A Escola Mãe Hilda nasceu em 1988, por iniciativa da ialorixá que dá nome ao espaço de ensino. Mãe de santo do terreiro Ilê Axé Jitolu e líder espiritual do bloco desde a fundação, em 1974, até sua morte em 2009, mãe Hilda resolveu abrir as portas de sua casa de axé para que filhos e filhas de santo e a comunidade em geral, pudessem adquirir uma ferramenta crucial de luta: conhecimento. Hoje, além da escola, a Associação Cultural Ilê Aiyê também oferece oficinas de dança, percussão e estética afro. Ainda há espaço para atividades ligadas à cidadania e relações interpessoais, sempre trabalhando a autoestima dos alunos e provocando questionamentos sobre seu espaço na sociedade.
Em uma das várias salas que fazem parte sede, meninas e meninos aprendem a trançar o cabelo e a amarrar torsos e turbantes com Dete Lima, figurinista do Ilê Aiyê e uma das responsáveis pela direção do bloco ao lado dos irmãos Antônio Carlos “Vovô” dos Santos (presidente) e Vivaldo Benvindo dos Santos (diretor), todos filhos de sangue de Mãe Hilda.
Há também salas reservadas para as aulas de dança e percussão, onde os alunos aprendem a tocar instrumentos como caixa, repique, timbal, entre outros. O objetivo, contudo, não é apenas formar percussionistas profissionais.
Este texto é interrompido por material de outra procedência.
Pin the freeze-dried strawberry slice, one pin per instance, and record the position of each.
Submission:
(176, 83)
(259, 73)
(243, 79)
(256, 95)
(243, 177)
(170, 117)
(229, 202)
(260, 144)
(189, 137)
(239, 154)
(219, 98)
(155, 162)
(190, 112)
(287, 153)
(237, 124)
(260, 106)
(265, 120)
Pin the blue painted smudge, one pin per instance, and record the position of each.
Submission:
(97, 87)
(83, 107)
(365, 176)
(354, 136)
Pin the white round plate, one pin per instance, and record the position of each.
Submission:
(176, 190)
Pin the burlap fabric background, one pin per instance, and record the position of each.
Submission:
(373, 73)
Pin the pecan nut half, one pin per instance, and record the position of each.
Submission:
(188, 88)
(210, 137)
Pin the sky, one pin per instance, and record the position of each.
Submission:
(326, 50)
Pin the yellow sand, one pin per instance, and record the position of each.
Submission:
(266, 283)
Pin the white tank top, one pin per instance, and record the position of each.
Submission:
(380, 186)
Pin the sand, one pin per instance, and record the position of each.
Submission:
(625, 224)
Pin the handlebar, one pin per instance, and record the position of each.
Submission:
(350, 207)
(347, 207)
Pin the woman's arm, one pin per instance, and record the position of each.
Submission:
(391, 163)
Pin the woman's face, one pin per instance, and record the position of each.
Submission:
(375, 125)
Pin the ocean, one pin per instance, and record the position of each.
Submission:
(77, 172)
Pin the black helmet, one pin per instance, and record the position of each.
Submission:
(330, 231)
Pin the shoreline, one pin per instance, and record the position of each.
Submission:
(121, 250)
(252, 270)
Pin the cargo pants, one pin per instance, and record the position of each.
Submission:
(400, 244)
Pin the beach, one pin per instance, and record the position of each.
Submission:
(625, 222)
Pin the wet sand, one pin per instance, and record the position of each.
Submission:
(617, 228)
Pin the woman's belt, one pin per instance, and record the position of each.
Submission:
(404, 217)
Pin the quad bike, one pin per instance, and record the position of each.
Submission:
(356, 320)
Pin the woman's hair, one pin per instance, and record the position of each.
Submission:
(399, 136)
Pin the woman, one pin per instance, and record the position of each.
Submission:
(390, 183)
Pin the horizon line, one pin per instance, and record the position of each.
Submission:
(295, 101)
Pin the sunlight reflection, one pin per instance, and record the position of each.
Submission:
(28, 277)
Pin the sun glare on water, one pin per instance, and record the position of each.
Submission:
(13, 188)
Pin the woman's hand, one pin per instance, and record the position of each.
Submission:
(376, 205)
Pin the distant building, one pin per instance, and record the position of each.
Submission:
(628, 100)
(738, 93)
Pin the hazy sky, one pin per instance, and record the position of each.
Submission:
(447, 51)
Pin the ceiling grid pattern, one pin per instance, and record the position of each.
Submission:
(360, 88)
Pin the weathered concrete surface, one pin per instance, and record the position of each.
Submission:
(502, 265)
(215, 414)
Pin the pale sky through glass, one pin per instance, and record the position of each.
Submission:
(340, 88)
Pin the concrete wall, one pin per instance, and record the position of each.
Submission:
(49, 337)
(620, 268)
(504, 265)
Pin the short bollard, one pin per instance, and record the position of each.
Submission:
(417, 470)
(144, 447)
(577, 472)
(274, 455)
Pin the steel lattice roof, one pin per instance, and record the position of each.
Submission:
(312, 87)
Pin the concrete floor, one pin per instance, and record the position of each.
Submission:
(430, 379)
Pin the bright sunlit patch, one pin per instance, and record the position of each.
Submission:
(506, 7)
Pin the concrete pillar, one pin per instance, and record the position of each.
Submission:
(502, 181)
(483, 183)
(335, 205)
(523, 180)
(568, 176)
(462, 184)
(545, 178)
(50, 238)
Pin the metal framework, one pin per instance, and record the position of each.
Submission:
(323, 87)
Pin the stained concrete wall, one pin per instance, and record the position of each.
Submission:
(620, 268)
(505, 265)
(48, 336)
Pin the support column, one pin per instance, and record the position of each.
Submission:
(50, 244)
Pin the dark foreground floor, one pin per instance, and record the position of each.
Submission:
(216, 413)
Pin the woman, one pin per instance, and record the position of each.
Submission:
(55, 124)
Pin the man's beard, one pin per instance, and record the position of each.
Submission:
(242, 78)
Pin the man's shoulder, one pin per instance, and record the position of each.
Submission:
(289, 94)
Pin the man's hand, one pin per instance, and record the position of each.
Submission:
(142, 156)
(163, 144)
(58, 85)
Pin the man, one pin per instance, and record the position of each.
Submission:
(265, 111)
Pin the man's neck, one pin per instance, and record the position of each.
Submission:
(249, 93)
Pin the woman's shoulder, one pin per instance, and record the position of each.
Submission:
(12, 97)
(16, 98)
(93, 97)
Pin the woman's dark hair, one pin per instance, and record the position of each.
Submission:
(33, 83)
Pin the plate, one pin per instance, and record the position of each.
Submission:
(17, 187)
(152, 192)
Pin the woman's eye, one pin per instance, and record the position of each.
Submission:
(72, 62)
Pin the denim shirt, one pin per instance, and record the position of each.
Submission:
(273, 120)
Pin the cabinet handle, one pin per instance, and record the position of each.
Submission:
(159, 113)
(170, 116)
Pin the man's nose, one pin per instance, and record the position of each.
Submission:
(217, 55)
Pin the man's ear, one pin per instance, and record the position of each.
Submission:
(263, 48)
“A gente não quer só que eles toquem e sejam músicos, mas que sejam médicos, doutores, advogados ou até um varredor de rua. Nós não queremos é vê-los na TV, presos. Aí tudo vai ter sido em vão. Esse projeto que a gente faz não é só pra tocar, tem que ser um pai ou mãe de família, bom marido, pessoa de boa índole”, conta Vinicius Silva, um dos instrutores da oficina e percussionista na Band’Aiyê, a banda do bloco.
Sustentar uma estrutura como esta custa caro e a Associação trabalha duro para financiar todos os projetos. A venda de ingressos nos shows realizados ao longo ano pela banda, por exemplo, é uma das fontes de renda do Ilê. Só a escola Mãe Hilda absorve 40% dos recursos, de acordo com Edmilson. Além do bairro da Liberdade, também são realizadas ações sociais nos bairros Valéria e Mussurunga, onde a população é majoritariamente negra e de baixa renda.
“Levar a dança, a percussão e a estética para o bairro da Valéria é uma novidade e como é uma novidade, as pessoas não tomam conta de pronto, é um processo. Mas eles absorveram. Na Mussurunga também. Aqui na Liberdade, você está dentro de um bairro que tem uma cultura afro, onde o movimento negro acontece, mas em outros lugares isso não é tão específico como é aqui, então cabe a nós levarmos”, afirma o diretor.
No Ilê Aiyê desde o início da década de 90, Edmilson é educador por natureza. Conversa como quem ensina, explicando tudo de forma didática, deixando que o interlocutor desenvolva o raciocínio por conta própria. Falando sobre o orixá Xangô, incita questionamentos sobre justiça social nos alunos; uma conversa a respeito de Obaluiyê, senhor da cura e também da morte e das doenças, pode virar um debate acerca da saúde pública na cidade. Assim, crianças e adolescentes da Liberdade ganham um olhar crítico sobre cidadania e empoderamento.
“Ao levantar de manhã, eu olho no espelho e digo: ‘o mais belo dos belos sou eu’. Eu sou o cara mais bonito que eu conheço. Procuro melhorar minha beleza interna. O tempo todo eu tenho que ser reflexo para esses meninos, eu tenho que acreditar muito nisso. Esses garotos e garotas são extremamente lindos e não se dão conta de que são lindos. É latente, mas o tempo todo ficaram dizendo para eles que não. Meu papel como educador é fazer com que eles se percebam”, ressalta.
Quando fevereiro chega e a ladeira do Curuzu abre alas para o bloco passar, não é exagero ao se cantar: a coisa mais linda de se ver é o Ilê Aiyê.